Scientific classification
- Kingdom: Animalia
- Phylum: Chordata
- Class: Reptilia
- Order: Squamata
- Family: Lacertidae
- Genus: Gallotia
- Species: G. caesaris
- Binomial name: Gallotia caesaris (Lehrs, 1914)
- Synonyms: Lacerta caesaris Lehrs, 1914; Lacerta galloti caesaris — C. Boettger & L. Müller, 1914; Gallotia galloti caesaris — Bischoff, 1985; Gallotia caesaris — Bannert, 1998;

= Boettger's lizard =

- Genus: Gallotia
- Species: caesaris
- Authority: (Lehrs, 1914)
- Conservation status: LC
- Synonyms: Lacerta caesaris , Lehrs, 1914, Lacerta galloti caesaris , — C. Boettger & L. Müller, 1914, Gallotia galloti caesaris , — Bischoff, 1985, Gallotia caesaris , — Bannert, 1998

Species of lizard

Boettger's lizard (Gallotia caesaris) is a species of wall lizard in the family Lacertidae. The species is endemic to the Canary Islands. There are two recognized subspecies.

==Etymology==
The specific name, caesaris, is in honor of German malacologist Caesar Rudolf Boettger, who was a nephew of German herpetologist Oskar Boettger.

==Geographic range==
G. caesaris is native to two of the western Canary Islands, El Hierro and La Gomera.

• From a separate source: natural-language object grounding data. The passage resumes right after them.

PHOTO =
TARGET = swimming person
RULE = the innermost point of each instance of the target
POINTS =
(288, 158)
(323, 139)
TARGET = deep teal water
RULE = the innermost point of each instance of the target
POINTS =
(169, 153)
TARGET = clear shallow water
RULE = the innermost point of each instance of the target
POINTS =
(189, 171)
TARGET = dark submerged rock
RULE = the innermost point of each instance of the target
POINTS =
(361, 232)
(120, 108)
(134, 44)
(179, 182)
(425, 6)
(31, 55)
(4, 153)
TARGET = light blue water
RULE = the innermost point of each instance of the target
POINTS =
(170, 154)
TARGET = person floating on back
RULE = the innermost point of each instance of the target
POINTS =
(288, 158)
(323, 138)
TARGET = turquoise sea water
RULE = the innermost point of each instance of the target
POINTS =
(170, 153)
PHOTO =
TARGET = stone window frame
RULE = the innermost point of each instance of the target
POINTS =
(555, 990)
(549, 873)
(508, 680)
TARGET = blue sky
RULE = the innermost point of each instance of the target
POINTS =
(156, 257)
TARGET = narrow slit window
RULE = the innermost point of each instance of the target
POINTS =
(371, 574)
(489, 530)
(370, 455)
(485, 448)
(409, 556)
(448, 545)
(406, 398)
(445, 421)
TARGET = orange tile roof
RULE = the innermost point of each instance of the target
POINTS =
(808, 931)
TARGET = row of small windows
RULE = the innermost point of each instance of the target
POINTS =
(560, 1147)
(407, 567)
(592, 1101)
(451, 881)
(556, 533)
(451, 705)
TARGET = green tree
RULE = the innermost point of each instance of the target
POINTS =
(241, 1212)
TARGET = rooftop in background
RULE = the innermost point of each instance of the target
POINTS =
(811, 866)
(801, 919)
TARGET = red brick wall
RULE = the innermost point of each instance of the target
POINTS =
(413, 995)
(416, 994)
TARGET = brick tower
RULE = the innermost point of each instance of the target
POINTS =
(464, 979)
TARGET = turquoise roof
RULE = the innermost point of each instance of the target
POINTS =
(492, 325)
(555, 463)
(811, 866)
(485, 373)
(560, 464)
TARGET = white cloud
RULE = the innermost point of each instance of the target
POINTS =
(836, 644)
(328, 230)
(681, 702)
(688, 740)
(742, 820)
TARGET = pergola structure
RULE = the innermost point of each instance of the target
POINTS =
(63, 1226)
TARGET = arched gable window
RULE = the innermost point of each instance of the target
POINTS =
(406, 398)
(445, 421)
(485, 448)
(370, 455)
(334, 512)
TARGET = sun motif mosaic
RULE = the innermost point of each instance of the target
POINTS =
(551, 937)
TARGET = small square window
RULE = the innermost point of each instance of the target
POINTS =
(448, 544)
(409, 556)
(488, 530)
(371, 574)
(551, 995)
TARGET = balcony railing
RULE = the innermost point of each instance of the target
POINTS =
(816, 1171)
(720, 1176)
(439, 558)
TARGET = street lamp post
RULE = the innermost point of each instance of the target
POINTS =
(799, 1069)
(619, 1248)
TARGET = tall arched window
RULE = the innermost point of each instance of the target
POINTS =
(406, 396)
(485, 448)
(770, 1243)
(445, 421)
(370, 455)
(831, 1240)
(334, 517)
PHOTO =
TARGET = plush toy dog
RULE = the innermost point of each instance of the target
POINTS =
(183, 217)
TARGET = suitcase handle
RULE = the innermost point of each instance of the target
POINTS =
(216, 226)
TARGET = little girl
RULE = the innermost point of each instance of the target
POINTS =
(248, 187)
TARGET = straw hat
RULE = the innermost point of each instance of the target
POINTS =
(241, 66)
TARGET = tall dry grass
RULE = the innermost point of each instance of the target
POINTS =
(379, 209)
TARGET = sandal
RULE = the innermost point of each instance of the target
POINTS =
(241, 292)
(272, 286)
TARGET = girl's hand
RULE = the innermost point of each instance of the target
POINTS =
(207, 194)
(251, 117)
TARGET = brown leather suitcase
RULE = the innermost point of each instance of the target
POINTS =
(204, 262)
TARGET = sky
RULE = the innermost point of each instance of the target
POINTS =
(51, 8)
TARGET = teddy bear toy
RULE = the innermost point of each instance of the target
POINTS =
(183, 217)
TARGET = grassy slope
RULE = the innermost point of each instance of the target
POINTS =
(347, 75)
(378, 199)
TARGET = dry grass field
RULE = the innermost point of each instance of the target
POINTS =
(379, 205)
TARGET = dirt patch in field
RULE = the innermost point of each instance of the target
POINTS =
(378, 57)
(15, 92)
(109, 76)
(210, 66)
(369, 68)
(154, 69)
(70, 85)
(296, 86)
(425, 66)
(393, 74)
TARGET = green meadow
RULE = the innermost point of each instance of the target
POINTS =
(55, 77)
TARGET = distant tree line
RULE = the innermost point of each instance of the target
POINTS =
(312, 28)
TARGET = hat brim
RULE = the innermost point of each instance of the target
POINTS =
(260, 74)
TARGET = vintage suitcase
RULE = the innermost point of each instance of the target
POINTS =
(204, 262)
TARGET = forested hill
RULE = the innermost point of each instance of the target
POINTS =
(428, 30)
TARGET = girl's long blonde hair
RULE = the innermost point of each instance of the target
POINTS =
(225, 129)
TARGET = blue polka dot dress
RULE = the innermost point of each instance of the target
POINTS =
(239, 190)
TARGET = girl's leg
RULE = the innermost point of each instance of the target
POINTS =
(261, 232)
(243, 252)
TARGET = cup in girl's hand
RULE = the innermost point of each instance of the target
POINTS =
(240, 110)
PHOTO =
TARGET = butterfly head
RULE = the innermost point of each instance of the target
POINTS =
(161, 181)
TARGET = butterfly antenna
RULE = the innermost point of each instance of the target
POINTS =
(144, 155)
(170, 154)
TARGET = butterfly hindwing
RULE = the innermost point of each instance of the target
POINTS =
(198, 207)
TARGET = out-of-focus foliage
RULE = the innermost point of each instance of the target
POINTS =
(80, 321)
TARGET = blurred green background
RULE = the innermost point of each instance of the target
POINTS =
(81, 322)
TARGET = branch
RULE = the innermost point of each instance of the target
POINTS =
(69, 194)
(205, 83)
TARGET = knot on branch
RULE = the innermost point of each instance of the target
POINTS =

On the neighboring islands Tenerife and La Palma it is replaced by its close relative Gallotia galloti. G. caesaris has been introduced by humans on the Portuguese island of Madeira.

==Habitat==
The preferred natural habitats of G. caesaris are rocky areas, shrubland, and forest, at altitudes from sea level to 1,500 m.

==Reproduction==
G. caesaris is oviparous. A sexually mature female may lay three clutches per year, and each clutch may contain 1–5 eggs.

==Subspecies==
Two subspecies are recognized as being valid, including the nominotypical subspecies:
- Gallotia caesaris caesaris (Lehrs, 1914) – El Hierro
- Gallotia caesaris gomerae (C. Boettger & L. Müller, 1914) – La Gomera

Nota bene: A trinomial authority in parentheses indicates that the subspecies was originally described in a genus other than Gallotia.